2013 started like a normal year. With a nice one-week-vacation, a solid base of work in the office.
Then... I don't know when exactly it happened. Must have been around March. Personal projects, less and less work. The summer holidays were planned too short, the weather was a midddleheavy disaster with the rain, the storm, the mud, the cold or burning heat... Recovery time? - No way.
Work trembled down the rabbit hole and soon the fear of losing the job was more than just an nasty little thing in the back of the head. Should I start looking for a new one or not? I decided against. New job? - No way.
Summer came. Well the few weeks with sun and warmth between rainy cold spring and rainy cold autumn. (What lies between spring and autumn? Winter! ) The situation became worse and worse, the head full with ideas, with fears, with problems that weren't even mine.

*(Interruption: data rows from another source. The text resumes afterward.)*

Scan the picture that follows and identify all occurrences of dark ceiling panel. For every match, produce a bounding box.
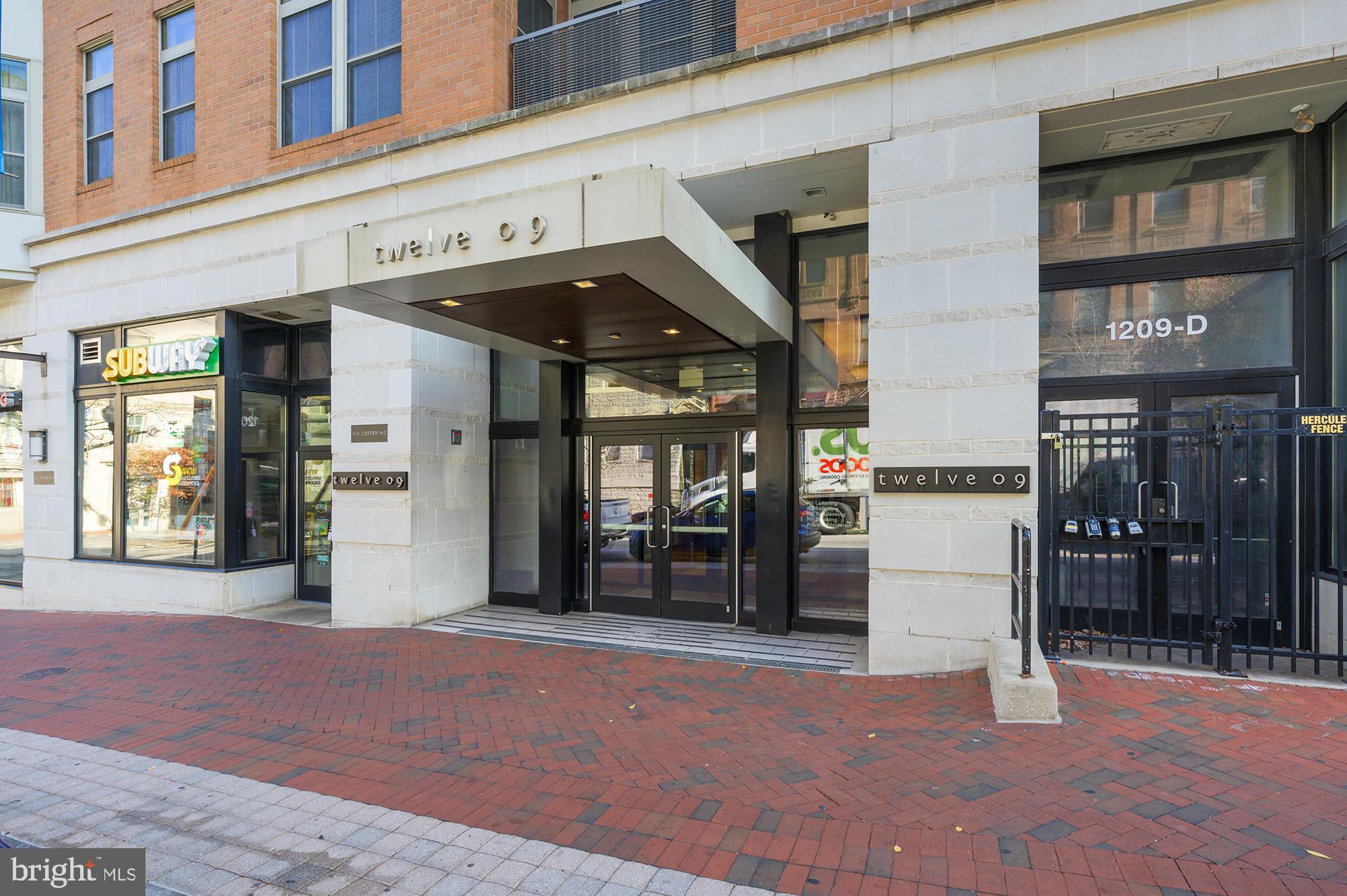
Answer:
[418,275,740,361]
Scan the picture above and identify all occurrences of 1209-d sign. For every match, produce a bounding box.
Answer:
[873,467,1029,493]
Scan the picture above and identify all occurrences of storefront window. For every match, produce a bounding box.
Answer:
[1039,265,1293,380]
[796,229,870,408]
[585,351,757,417]
[1332,117,1347,226]
[238,316,290,380]
[1039,139,1296,264]
[299,396,333,448]
[496,353,537,420]
[797,427,870,621]
[0,343,23,582]
[740,430,757,613]
[299,323,333,381]
[124,389,216,566]
[492,439,537,594]
[240,392,286,562]
[75,399,117,557]
[1329,256,1347,408]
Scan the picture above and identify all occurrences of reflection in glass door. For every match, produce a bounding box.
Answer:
[595,436,664,616]
[296,396,333,602]
[661,436,738,621]
[585,435,738,621]
[299,457,333,601]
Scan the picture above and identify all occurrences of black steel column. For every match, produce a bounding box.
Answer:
[537,361,579,616]
[753,211,799,635]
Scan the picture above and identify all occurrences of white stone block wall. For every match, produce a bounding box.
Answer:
[870,113,1039,673]
[331,308,490,625]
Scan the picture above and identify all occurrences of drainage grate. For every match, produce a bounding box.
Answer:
[428,625,843,673]
[19,666,70,681]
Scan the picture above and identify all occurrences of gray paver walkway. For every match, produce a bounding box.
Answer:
[0,728,770,896]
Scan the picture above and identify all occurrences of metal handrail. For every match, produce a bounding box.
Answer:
[509,0,737,109]
[1010,519,1033,678]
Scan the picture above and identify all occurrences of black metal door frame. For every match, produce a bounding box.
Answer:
[1040,377,1296,668]
[587,429,742,623]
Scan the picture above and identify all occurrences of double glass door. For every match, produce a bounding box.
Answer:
[585,432,740,621]
[1041,377,1296,646]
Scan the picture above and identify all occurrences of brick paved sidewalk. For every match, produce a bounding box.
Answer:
[0,612,1347,896]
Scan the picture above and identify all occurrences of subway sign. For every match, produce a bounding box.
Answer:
[102,337,220,382]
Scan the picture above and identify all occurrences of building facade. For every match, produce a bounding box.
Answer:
[0,0,1347,673]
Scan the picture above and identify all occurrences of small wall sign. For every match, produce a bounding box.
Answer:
[333,471,411,491]
[1296,413,1347,436]
[350,424,388,443]
[873,467,1029,493]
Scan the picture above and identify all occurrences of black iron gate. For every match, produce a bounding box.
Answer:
[1040,404,1347,675]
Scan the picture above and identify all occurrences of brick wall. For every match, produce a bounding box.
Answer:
[43,0,516,230]
[43,0,911,230]
[735,0,916,50]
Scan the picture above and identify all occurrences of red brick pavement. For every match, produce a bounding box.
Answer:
[0,612,1347,896]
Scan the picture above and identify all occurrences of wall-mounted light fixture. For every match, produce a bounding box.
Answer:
[1290,102,1315,133]
[28,429,47,464]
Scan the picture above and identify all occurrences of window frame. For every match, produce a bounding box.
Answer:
[0,55,32,211]
[156,3,197,162]
[276,0,403,148]
[79,35,117,184]
[1039,131,1317,389]
[70,311,226,570]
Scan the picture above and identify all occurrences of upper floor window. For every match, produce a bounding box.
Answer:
[1039,137,1296,264]
[159,7,197,160]
[796,228,870,408]
[84,42,112,183]
[0,59,28,209]
[280,0,403,145]
[516,0,556,35]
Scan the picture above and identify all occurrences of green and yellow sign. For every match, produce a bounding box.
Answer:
[102,331,220,382]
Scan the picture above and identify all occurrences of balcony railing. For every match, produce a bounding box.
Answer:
[511,0,734,109]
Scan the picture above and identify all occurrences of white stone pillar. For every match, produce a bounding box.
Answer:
[333,308,490,625]
[870,114,1039,673]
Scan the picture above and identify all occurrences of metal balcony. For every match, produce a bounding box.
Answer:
[511,0,734,109]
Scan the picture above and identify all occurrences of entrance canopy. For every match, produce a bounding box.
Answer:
[298,168,793,362]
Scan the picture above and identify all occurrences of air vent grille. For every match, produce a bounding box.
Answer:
[79,337,102,365]
[1099,112,1230,153]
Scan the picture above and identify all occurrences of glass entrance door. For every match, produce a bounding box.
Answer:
[295,394,333,602]
[586,434,740,621]
[299,456,333,602]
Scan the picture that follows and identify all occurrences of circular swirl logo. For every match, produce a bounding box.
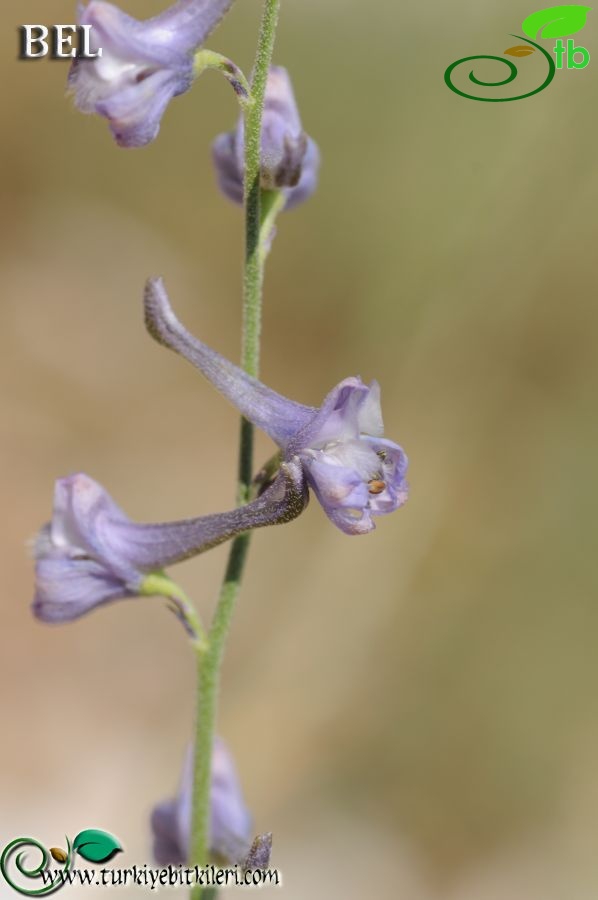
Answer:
[444,4,591,103]
[444,34,556,103]
[0,838,73,897]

So a few weeks ago, in the first week of November, my body said to me "You there. You don't listen to me when I tell you to slow down? Then eat THIS!" and a small burn out hit me full in the face, literally. 6 week out of office, out of stress and searching for new energy to keep on going. One thing that helped me a lot to find my way back was a movie, called "The way" by Emilio Estevez. The story: A father heads overseas to recover the body of his estranged son who died while traveling the "El camino de Santiago," and decides to take the pilgrimage himself. (imdb.com)
This movie about the son, who gave up everything for his own luck, with the father who felt responsible and resumed the journey for his son, carrying his ashes all the 500 miles, touched me right in the middle of myself, especially the question that the father gave a hostel keeper: "Have you ever walked the camino?" and she answered "No. When I was young I had too much to do. Work to be done. Now I'm too old and too lazy."

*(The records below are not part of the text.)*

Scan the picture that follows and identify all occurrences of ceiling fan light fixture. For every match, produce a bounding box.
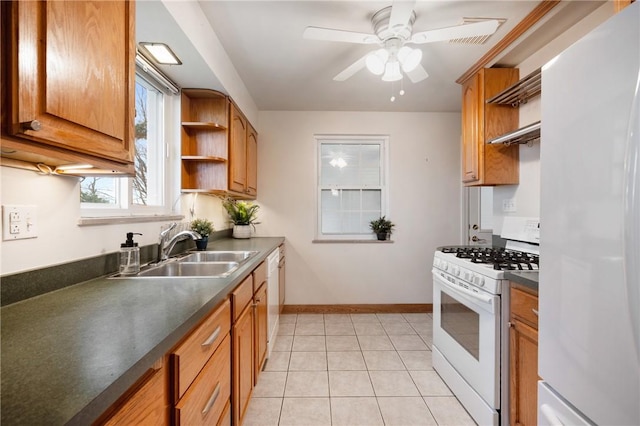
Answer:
[398,46,422,72]
[365,49,389,75]
[382,61,402,81]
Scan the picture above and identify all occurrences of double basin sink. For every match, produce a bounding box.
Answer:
[110,251,258,278]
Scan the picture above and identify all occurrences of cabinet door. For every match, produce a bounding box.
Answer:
[3,1,135,164]
[253,282,268,385]
[247,123,258,197]
[175,334,231,426]
[231,306,254,425]
[509,319,538,426]
[229,103,247,194]
[462,73,484,183]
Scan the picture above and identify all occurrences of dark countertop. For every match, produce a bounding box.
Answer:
[504,271,538,293]
[0,237,284,425]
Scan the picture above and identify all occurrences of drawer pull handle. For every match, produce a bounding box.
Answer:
[202,326,220,346]
[20,120,42,132]
[202,382,220,416]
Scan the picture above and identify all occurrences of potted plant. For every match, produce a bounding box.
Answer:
[369,216,396,241]
[222,198,260,238]
[190,219,214,250]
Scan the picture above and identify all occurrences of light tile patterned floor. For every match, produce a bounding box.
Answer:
[244,314,475,426]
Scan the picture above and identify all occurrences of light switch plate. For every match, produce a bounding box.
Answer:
[2,205,38,241]
[502,198,516,213]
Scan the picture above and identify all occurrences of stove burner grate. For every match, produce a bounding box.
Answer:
[441,247,539,271]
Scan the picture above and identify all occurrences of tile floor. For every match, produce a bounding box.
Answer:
[244,314,475,426]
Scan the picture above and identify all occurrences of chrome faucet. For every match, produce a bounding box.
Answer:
[158,222,202,263]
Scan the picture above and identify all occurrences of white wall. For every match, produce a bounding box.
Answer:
[493,2,614,235]
[257,111,461,304]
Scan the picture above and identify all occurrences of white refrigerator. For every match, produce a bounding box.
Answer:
[538,2,640,425]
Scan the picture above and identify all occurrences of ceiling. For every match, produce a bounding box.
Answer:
[136,0,601,112]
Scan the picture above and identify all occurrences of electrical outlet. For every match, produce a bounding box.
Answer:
[2,205,38,241]
[502,198,516,213]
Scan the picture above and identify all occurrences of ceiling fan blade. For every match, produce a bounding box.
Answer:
[302,27,380,44]
[409,20,500,44]
[333,53,369,81]
[406,64,429,83]
[389,0,416,31]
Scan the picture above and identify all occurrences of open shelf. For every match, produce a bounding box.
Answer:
[487,68,542,108]
[487,121,541,145]
[181,155,227,163]
[182,121,227,130]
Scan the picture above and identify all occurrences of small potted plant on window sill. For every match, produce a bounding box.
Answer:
[369,216,396,241]
[222,198,260,238]
[190,219,215,251]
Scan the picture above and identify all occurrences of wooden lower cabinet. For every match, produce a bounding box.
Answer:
[231,300,254,425]
[253,282,269,385]
[171,299,231,426]
[175,334,231,426]
[94,360,169,426]
[94,256,278,426]
[509,287,539,426]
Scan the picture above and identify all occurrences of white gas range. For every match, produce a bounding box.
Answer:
[432,217,540,425]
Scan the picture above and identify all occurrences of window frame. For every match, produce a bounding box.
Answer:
[314,134,389,243]
[78,69,180,220]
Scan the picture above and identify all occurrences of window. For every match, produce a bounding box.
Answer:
[80,75,172,217]
[316,136,389,240]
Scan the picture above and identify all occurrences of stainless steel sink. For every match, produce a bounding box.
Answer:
[178,251,258,263]
[134,261,240,278]
[110,251,258,278]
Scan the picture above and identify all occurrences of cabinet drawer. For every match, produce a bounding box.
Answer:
[253,262,267,293]
[176,334,231,426]
[101,359,169,426]
[511,288,538,329]
[231,275,253,322]
[172,300,231,401]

So I asked myself when will I start to live for myself? When will I start the discover what the world offers instead of hiding in my 4 walls?
For years now I push myself more and more to go on, crossing limits now and then and now I received the payback.
No one will be happy if I'm out of order, it's no help for anyone when I'm away and unable to even get the few steps to the door. And honestly, it's frightening when I ask my friends and collegues and costumers, how many of them are in the same situation, some of them for years now.
But the solution is so simple.
Take your time. Quantity is not quality. Work, yes, but let the work stay in the office. Don't take it home, not even in your head. Slow down and enjoy your life. Find the bright spots even on a rainy day. Don't close your ears and eyes for your environment. And do what you want to do. Don't get lost in excuses like "no time, no money, not the right moment". Bullshit! If you really want it, you will find a way.
Everyone has 2 lives. And the second life starts when we realise, that we have only one life.
I will go into 2014 with a colorful potpourri of ideas and plans and I'm very curious how many I will turn from a plan to an act.